Synopsis

This report analyzes the U.S. National Oceanic and Atmospheric Administration (NOAA) Storm Events Database to identify which event types are most harmful to population health and which have the greatest economic consequences across the United States. We start from the raw CSV repdata_data_StormData.csv (no external pre-processing). We compute health impacts (fatalities, injuries) and standardized economic losses (property + crop). We show all R code (echo = TRUE) and cache heavy steps for speed. Our results typically show that a small number of event types account for a large share of adverse outcomes: tornadoes dominate injuries and fatalities, while floods, hurricanes/typhoons, and storm surges account for the largest economic losses. These findings can help public officials prioritize preparedness and mitigation resources.

Data Processing

Packages

# Expect these to be installed already.

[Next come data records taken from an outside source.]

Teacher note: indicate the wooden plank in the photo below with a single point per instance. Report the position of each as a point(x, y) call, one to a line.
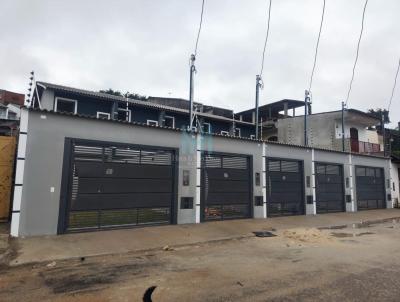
point(7, 154)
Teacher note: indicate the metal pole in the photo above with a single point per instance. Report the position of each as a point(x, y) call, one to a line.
point(306, 99)
point(192, 71)
point(258, 85)
point(343, 138)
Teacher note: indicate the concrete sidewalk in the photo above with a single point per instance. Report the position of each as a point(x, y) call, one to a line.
point(49, 248)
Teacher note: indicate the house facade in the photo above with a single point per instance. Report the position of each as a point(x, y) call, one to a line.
point(153, 111)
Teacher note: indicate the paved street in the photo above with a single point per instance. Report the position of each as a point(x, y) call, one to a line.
point(359, 262)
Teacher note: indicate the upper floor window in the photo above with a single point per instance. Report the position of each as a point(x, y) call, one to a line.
point(237, 132)
point(152, 123)
point(206, 127)
point(169, 121)
point(124, 114)
point(66, 105)
point(103, 115)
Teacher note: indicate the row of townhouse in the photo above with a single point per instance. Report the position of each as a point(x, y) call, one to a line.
point(88, 160)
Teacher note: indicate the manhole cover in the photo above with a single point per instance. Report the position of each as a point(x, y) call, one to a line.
point(264, 234)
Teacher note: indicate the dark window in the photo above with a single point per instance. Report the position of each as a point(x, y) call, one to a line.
point(186, 177)
point(186, 202)
point(258, 200)
point(206, 128)
point(237, 132)
point(65, 105)
point(258, 180)
point(169, 121)
point(124, 115)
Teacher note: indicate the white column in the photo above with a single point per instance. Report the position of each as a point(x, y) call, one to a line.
point(313, 182)
point(351, 183)
point(19, 174)
point(264, 180)
point(198, 177)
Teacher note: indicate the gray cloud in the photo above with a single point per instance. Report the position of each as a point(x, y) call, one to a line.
point(144, 47)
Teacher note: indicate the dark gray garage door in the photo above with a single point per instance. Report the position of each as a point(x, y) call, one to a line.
point(370, 188)
point(113, 185)
point(329, 188)
point(226, 186)
point(285, 187)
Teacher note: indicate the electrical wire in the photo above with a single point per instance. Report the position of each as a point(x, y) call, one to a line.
point(316, 47)
point(394, 85)
point(198, 33)
point(357, 53)
point(266, 38)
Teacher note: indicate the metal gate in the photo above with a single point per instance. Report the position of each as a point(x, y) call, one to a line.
point(115, 185)
point(370, 188)
point(226, 186)
point(285, 187)
point(329, 188)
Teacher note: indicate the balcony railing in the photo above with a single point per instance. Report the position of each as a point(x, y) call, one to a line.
point(364, 147)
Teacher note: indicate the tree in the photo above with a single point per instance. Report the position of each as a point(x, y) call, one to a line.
point(378, 113)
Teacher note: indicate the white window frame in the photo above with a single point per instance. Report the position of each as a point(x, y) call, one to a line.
point(209, 127)
point(67, 100)
point(173, 120)
point(129, 114)
point(152, 121)
point(240, 132)
point(103, 113)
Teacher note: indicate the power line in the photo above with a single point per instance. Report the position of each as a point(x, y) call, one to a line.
point(358, 49)
point(394, 86)
point(316, 47)
point(201, 23)
point(266, 38)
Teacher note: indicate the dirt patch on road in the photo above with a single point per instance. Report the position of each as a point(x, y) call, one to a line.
point(307, 235)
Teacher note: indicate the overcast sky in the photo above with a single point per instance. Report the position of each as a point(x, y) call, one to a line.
point(144, 47)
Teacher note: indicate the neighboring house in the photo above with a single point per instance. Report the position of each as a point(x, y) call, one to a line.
point(325, 131)
point(154, 111)
point(269, 115)
point(10, 103)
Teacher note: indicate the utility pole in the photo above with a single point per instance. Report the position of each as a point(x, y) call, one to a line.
point(306, 107)
point(258, 86)
point(343, 138)
point(192, 72)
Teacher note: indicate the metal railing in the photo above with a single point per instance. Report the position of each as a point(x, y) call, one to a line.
point(364, 147)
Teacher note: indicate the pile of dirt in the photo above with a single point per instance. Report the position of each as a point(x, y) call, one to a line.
point(307, 235)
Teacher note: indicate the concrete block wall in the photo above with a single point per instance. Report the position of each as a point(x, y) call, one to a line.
point(41, 154)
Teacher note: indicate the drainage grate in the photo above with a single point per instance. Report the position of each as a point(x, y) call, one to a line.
point(264, 234)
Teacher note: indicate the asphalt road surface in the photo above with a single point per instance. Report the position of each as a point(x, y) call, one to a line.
point(356, 263)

If not, run the install script first.
library(dplyr)
## 
## Adjuntando el paquete: 'dplyr'
## The following objects are masked from 'package:stats':
## 
##     filter, lag
## The following objects are masked from 'package:base':
## 
##     intersect, setdiff, setequal, union
library(ggplot2)
library(stringr)
library(readr)
library(forcats)
library(tidyr)
library(knitr)

Load raw data

csv_path <- "repdata_data_StormData.csv"
stopifnot(file.exists(csv_path))

storm_raw <- readr::read_csv(
  csv_path,
  show_col_types = FALSE,
  progress = FALSE
)

storm <- storm_raw %>%
  dplyr::select(
    BGN_DATE, STATE, EVTYPE,
    FATALITIES, INJURIES,
    PROPDMG, PROPDMGEXP,
    CROPDMG, CROPDMGEXP
  )

rm(storm_raw)

Variable Description (Data Dictionary)

The following table describes the original key variables used in this analysis and the derived fields we create. All text is taken from NOAA documentation conventions and common usage in the Storm Events dataset.

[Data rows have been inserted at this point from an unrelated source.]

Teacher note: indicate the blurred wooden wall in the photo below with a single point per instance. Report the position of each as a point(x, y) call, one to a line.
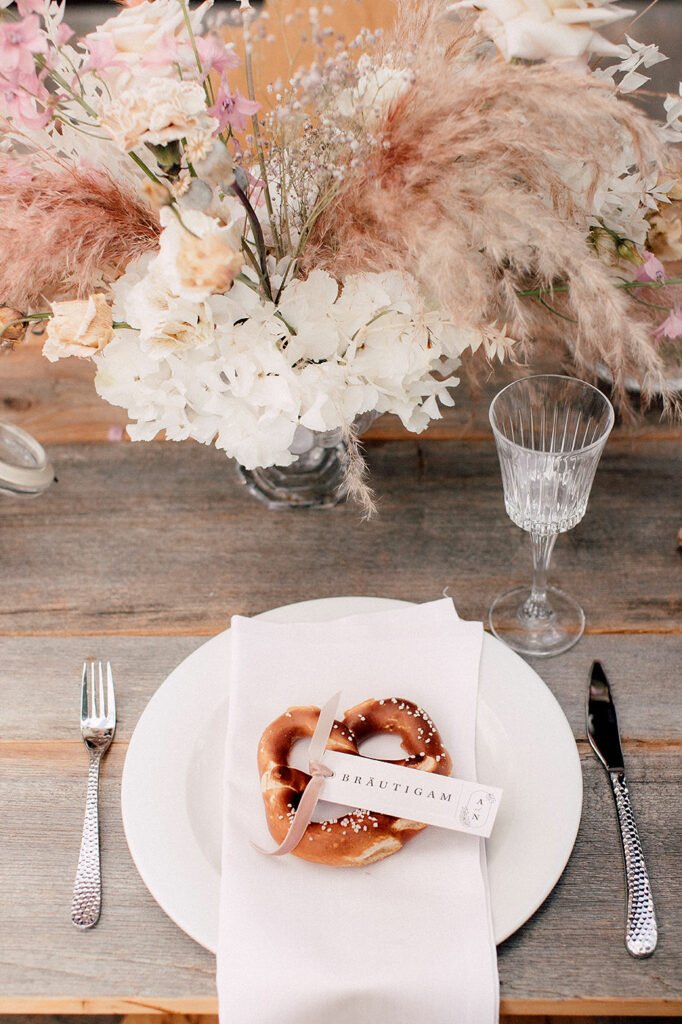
point(288, 20)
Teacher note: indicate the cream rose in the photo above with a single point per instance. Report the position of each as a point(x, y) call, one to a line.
point(10, 331)
point(158, 111)
point(665, 239)
point(208, 264)
point(82, 328)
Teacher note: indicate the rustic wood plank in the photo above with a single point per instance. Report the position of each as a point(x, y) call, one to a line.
point(569, 957)
point(40, 682)
point(57, 403)
point(161, 539)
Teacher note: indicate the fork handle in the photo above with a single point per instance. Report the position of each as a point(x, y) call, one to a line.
point(641, 929)
point(86, 903)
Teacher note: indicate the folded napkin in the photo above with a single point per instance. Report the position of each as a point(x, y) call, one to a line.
point(406, 939)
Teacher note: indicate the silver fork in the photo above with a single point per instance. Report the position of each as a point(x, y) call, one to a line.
point(97, 728)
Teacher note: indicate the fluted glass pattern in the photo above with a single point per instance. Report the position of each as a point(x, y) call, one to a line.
point(550, 433)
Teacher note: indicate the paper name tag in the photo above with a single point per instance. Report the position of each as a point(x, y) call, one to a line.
point(410, 794)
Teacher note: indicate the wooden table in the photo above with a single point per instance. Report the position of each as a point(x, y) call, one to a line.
point(141, 551)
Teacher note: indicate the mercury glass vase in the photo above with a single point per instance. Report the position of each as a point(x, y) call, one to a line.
point(314, 479)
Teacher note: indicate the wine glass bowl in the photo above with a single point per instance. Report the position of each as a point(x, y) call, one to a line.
point(550, 432)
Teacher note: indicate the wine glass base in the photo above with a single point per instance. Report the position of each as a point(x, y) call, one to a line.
point(541, 636)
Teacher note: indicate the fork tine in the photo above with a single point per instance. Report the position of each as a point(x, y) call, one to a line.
point(84, 692)
point(93, 689)
point(102, 706)
point(111, 699)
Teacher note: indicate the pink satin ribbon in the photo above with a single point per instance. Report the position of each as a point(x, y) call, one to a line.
point(318, 771)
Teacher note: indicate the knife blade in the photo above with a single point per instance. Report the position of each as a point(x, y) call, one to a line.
point(602, 729)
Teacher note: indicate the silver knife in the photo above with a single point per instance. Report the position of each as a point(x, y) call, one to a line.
point(602, 728)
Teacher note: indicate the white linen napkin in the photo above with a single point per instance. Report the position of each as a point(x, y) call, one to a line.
point(406, 939)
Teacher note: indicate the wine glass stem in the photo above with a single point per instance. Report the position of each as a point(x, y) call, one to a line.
point(537, 606)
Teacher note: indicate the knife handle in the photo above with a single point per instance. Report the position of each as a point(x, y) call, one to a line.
point(641, 929)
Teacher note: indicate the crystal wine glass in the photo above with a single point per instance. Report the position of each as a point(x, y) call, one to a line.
point(550, 432)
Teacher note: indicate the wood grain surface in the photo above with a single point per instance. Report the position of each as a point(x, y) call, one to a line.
point(139, 552)
point(161, 539)
point(569, 954)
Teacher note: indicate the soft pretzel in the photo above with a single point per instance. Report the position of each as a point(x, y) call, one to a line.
point(359, 837)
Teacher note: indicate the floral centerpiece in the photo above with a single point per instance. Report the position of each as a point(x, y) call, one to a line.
point(245, 268)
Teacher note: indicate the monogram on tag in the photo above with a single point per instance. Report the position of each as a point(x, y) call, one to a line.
point(414, 796)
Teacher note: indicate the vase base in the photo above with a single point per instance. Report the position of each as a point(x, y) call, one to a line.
point(538, 637)
point(313, 481)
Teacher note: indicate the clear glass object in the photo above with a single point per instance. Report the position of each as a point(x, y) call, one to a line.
point(550, 432)
point(25, 468)
point(314, 479)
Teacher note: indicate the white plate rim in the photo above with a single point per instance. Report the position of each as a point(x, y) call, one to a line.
point(151, 762)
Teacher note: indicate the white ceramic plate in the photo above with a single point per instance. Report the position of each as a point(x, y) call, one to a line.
point(172, 784)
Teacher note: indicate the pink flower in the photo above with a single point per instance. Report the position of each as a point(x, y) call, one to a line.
point(64, 34)
point(163, 54)
point(18, 42)
point(101, 54)
point(232, 111)
point(16, 103)
point(215, 54)
point(651, 268)
point(672, 326)
point(30, 7)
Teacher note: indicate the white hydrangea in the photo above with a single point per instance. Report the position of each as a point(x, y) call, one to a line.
point(377, 88)
point(239, 372)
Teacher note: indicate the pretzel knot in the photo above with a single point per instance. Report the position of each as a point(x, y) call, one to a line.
point(358, 837)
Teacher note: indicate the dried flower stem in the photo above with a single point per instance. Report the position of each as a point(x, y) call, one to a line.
point(251, 89)
point(258, 237)
point(539, 292)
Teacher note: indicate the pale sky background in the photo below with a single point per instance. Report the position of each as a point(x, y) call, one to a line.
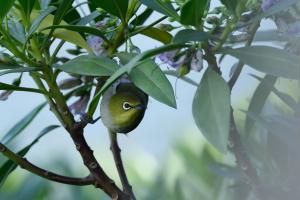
point(148, 144)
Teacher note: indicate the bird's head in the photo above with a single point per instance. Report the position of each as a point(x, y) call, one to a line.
point(125, 108)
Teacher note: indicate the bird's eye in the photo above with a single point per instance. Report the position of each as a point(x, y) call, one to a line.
point(126, 106)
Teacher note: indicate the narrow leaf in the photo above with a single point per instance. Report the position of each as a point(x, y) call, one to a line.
point(211, 109)
point(64, 6)
point(22, 124)
point(269, 60)
point(259, 99)
point(9, 166)
point(189, 35)
point(69, 36)
point(90, 66)
point(278, 7)
point(140, 19)
point(4, 86)
point(230, 4)
point(158, 35)
point(79, 29)
point(114, 7)
point(192, 12)
point(184, 78)
point(161, 6)
point(87, 19)
point(5, 7)
point(149, 77)
point(36, 23)
point(19, 70)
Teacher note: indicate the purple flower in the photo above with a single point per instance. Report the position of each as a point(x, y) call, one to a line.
point(294, 29)
point(266, 4)
point(170, 58)
point(281, 24)
point(197, 61)
point(96, 44)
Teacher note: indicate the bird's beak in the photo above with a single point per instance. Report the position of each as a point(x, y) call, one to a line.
point(140, 107)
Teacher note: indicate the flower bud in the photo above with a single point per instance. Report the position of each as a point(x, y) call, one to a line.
point(69, 83)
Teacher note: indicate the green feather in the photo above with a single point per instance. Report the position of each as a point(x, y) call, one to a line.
point(113, 114)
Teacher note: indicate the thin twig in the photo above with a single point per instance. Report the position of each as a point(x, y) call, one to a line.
point(116, 151)
point(240, 65)
point(25, 164)
point(101, 179)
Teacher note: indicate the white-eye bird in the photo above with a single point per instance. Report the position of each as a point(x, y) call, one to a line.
point(123, 107)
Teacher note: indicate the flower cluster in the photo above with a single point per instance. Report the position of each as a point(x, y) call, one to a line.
point(191, 59)
point(267, 4)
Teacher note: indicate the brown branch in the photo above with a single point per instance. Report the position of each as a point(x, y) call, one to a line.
point(116, 151)
point(25, 164)
point(101, 179)
point(240, 65)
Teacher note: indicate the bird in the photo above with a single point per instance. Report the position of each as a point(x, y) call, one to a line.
point(122, 107)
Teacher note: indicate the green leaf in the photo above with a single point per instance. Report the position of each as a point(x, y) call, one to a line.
point(184, 78)
point(161, 6)
point(19, 70)
point(22, 124)
point(258, 99)
point(211, 109)
point(44, 4)
point(270, 60)
point(90, 66)
point(9, 166)
point(140, 20)
point(87, 19)
point(17, 31)
point(69, 36)
point(8, 66)
point(64, 6)
point(37, 21)
point(158, 35)
point(188, 35)
point(230, 4)
point(286, 98)
point(149, 77)
point(4, 86)
point(278, 7)
point(27, 6)
point(114, 7)
point(126, 70)
point(80, 29)
point(5, 7)
point(192, 12)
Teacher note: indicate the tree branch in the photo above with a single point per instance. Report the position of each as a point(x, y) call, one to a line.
point(116, 151)
point(101, 179)
point(23, 163)
point(240, 65)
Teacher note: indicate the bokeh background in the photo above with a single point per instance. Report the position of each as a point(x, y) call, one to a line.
point(166, 156)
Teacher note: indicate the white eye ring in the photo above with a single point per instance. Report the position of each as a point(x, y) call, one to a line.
point(126, 106)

var_dict <- tibble::tibble(
  Variable = c(
    "BGN_DATE","STATE","EVTYPE",
    "FATALITIES","INJURIES",
    "PROPDMG","PROPDMGEXP",
    "CROPDMG","CROPDMGEXP",
    "prop_mult","crop_mult",
    "prop_loss","crop_loss","total_loss"
  ),
  Type = c(
    "Date/Time","Factor/Character","Factor/Character",
    "Numeric","Numeric",
    "Numeric","Character",
    "Numeric","Character",
    "Numeric","Numeric",
    "Numeric (USD)","Numeric (USD)","Numeric (USD)"
  ),
  Description = c(
    "Date the event began.",
    "U.S. state/territory code.",
    "Event type label as recorded (e.g., TORNADO, FLOOD).",
    "Number of deaths directly/indirectly attributable to the event.",
    "Number of injuries directly/indirectly attributable to the event.",
    "Property damage base amount before exponent.",
    "Exponent for property damage: H=10^2, K=10^3, M=10^6, B=10^9, digits=10^digit, others treated as 1.",
    "Crop damage base amount before exponent.",
    "Exponent for crop damage with same convention as PROPDMGEXP.",
    "Multiplier derived from PROPDMGEXP.",
    "Multiplier derived from CROPDMGEXP.",
    "Standardized property damage in USD (PROPDMG * prop_mult).",
    "Standardized crop damage in USD (CROPDMG * crop_mult).",
    "Total economic loss = prop_loss + crop_loss in USD."
  )
)
kable(var_dict, caption = "Key variables and derived fields used in this analysis.")
Key variables and derived fields used in this analysis.
Variable Type Description
BGN_DATE Date/Time Date the event began.
STATE Factor/Character U.S. state/territory code.
EVTYPE Factor/Character Event type label as recorded (e.g., TORNADO, FLOOD).
FATALITIES Numeric Number of deaths directly/indirectly attributable to the event.
INJURIES Numeric Number of injuries directly/indirectly attributable to the event.
PROPDMG Numeric Property damage base amount before exponent.
PROPDMGEXP Character Exponent for property damage: H=10^2, K=10^3, M=10^6, B=10^9, digits=10^digit, others treated as 1.
CROPDMG Numeric Crop damage base amount before exponent.
CROPDMGEXP Character Exponent for crop damage with same convention as PROPDMGEXP.
prop_mult Numeric Multiplier derived from PROPDMGEXP.
crop_mult Numeric Multiplier derived from CROPDMGEXP.
prop_loss Numeric (USD) Standardized property damage in USD (PROPDMG * prop_mult).
crop_loss Numeric (USD) Standardized crop damage in USD (CROPDMG * crop_mult).
total_loss Numeric (USD) Total economic loss = prop_loss + crop_loss in USD.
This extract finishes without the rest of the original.